I was moved by a recent Inquirer editorial shortly after the election by four Philadelphia public-school moms who said that they are tired of waiting for funding fixes or grand-plan initiatives that would enable every child to go to a good school in Philadelphia. They correctly cited charter schools as the best opportunity for tens of thousands of African-American and Hispanic kids to get a great education right now.

They certainly didn't sound like tools of corporate interests that want to decimate public schools. Yet the rhetoric of many in the past mayoral campaign centered on conspiracy mongering depicting Senator Williams as a tool of shadowy billionaires from just outside the city funding his campaign in order to take over the schools. This theory is the refuge of those who are protecting the status quo of saying that the schools just need more money rather than innovation and choices for parents.

These views are represented by groups like Pennsylvania Working Families, major supporters of Kenney, whose director, Kati Sipp, told the Atlantic, "The primary was a big win for public education. Money men tried to buy this election, but they failed." Ms. Sipp was a guest on my radio show last Friday and could not even give me a ballpark figure of how much more money would be needed for the schools, but definitely saw charter schools as a negative force. Director Sipp particularly didn't like the fact that charter schools could reject or eject problem students.

This argument raises a major issue of concern for the Philadelphia public schools. I think one of their biggest challenges is dealing with disruptive students and negligent parents. I know from many years of teaching what it's like to deal with even a few disruptive students in a class. When we see new stories about violence and chaos at schools like Bartram High School, we should know that the students who are engaged and want to learn will suffer. The argument seems to be that we shouldn't let these good students escape to charter schools.

Sipp discussed with me and I think was interviewed by the Atlantic because Kenney's election was not just about education but about seeing the schools as an emblem for the debate over income inequality. Sipp and I sparred over the class-warfare battle intrinsic in the title of her group and Kenney's campaign signs, and reminded me of a proposal Kenney made in City Council that I think summarizes what he's about. Kenney may have elected to be our version of New York City Mayor Bill de Blasio.

Kenney was the sponsor of a resolution in Philadelphia City Council to make A People's History of the United States, by Howard Zinn, a centerpiece of its high-school history curriculum.

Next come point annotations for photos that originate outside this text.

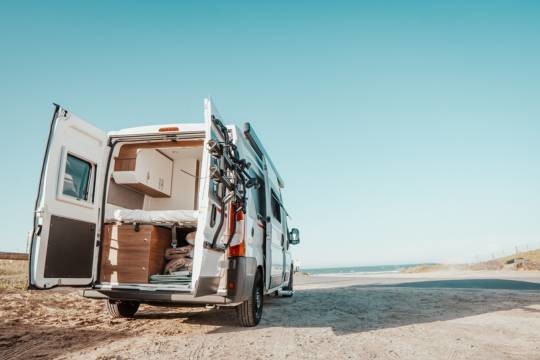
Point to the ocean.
(358, 270)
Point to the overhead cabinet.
(147, 170)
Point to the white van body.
(83, 186)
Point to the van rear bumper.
(153, 296)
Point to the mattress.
(179, 217)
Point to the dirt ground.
(446, 317)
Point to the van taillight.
(237, 250)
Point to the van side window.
(77, 178)
(276, 208)
(259, 195)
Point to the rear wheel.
(120, 309)
(250, 311)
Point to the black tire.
(290, 285)
(122, 309)
(250, 311)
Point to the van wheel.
(250, 311)
(119, 309)
(289, 286)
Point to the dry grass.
(532, 263)
(13, 274)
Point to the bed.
(165, 217)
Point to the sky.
(405, 131)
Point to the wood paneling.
(129, 256)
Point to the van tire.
(122, 309)
(250, 311)
(290, 285)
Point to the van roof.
(154, 129)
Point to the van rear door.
(207, 257)
(64, 241)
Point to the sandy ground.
(405, 316)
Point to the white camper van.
(172, 214)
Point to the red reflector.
(237, 250)
(170, 128)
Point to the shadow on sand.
(371, 307)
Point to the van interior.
(151, 214)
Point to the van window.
(76, 178)
(276, 207)
(259, 197)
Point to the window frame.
(275, 199)
(91, 190)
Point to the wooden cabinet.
(129, 256)
(147, 170)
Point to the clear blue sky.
(405, 131)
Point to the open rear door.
(64, 241)
(208, 257)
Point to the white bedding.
(179, 217)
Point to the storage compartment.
(132, 253)
(140, 219)
(149, 172)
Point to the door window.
(77, 178)
(276, 207)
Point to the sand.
(406, 316)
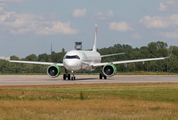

The resolution touted the book as an antidote to other books "that often ignore the influence that people of color, women and the working class had in shaping our nation's history."

Of course, Zinn calls the "Declaration of Independence" "a cynical effort to manipulate people into rebelling against the King for the sole purpose of enriching a handful of already-wealthy white males." Zinn was also a big fan of mass murderer Fidel Castro. This might be interesting reading for the tourists coming to Philadelphia to absorb our history.

I'm in the camp that says that Williams certainly didn't run a good campaign. But by choosing Kenney, Philadelphia might be embracing this big-city progressive wave. I bet this wave will be a rocky ride.